Fue una carrera veloz; es posible que demasiado. Porque volé sin ser consciente. Volé sin saber que lo estaba haciendo hasta cruzar la meta. Y lo hice, batallando con esa cabeza mía que se llenaba de especulaciones. Esos pensamientos que me acompañaban entre zancadas y me susurraban que iba a fracasar, que mi cuerpo no estaba fino… pero que, al tiempo, me gritaba que debía seguir luchando, que el viaje merecía salir triunfante.
A momentos sufrí.
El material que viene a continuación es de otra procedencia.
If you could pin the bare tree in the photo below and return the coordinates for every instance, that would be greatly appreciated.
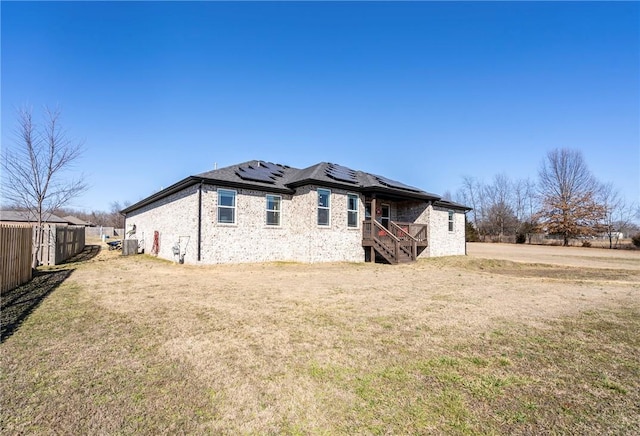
(35, 169)
(500, 219)
(618, 215)
(568, 196)
(470, 194)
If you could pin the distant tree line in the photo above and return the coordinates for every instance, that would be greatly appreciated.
(111, 218)
(566, 201)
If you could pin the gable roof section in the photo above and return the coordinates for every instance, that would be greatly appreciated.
(329, 174)
(270, 177)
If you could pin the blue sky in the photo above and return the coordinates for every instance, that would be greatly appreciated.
(424, 93)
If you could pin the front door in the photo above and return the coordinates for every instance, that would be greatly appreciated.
(385, 216)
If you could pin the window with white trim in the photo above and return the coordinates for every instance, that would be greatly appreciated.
(226, 206)
(273, 210)
(352, 210)
(324, 207)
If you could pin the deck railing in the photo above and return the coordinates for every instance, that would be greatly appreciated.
(395, 242)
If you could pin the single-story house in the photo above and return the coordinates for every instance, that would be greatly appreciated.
(261, 212)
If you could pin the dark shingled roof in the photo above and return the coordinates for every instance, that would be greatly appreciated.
(270, 177)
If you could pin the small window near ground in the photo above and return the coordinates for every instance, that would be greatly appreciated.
(352, 210)
(273, 210)
(324, 207)
(226, 206)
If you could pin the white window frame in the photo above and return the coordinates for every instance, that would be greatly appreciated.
(327, 208)
(355, 211)
(278, 211)
(233, 208)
Sin mis casos, sin mi reloj chivándome mis ritmos y mis andanzas, andaba perdido. ¿Iba lento o veloz? ¿Estaba fuerte o hundido? Descubrí que, pese a todo, aún no conozco mi cuerpo. Mis tiempos. Llegué a tontear con tirar la toalla -cosa que te pasan por la cabeza- pero lo descarté de inmediato. Soy sufridor de primera. Durante 21 kilómetros fui un ignorante. Solo al cruzar la meta descubrí que había batido mi récord personal; que bajaba de la barrera de 1,30 horas que se me antojaba imposible; que había hecho el kilómetro a 4,13h… Todo muy loco. Trepidantemente loco. Probablemente porque el trazado lo permitía y mi inconsciencia se compinchó con él a mis espaldas.
Así cruce la meta: feliz por lo logrado pero con la sensación de que, de nuevo, salía con una lección aprendida. La de saber qué se siente cuando a uno le falta el aire, la del terror al dichoso fracaso, el miedo al muro. Sensaciones que me preocuparon. Porque lo que jamás quiero que ocurra, en cada una de estas aventuras con zapatillas, es que la angustia domine al disfrute. Y ahí entra este juego de equilibrios en el que se mezcla, como si de una coctelera se tratara, la dosis justa de sacrificio y disciplina, con la de pasión y orgullo. Todo ello bien agitado para que, finalmente, quede una experiencia digna de ser recordada de por vida. Y eso, volviendo a Pessoa, se logra cuando pones «todo lo que eres en lo mínimo que hagas». Al lanzarte a una carrera o escribir una historia con zapatillas como esta.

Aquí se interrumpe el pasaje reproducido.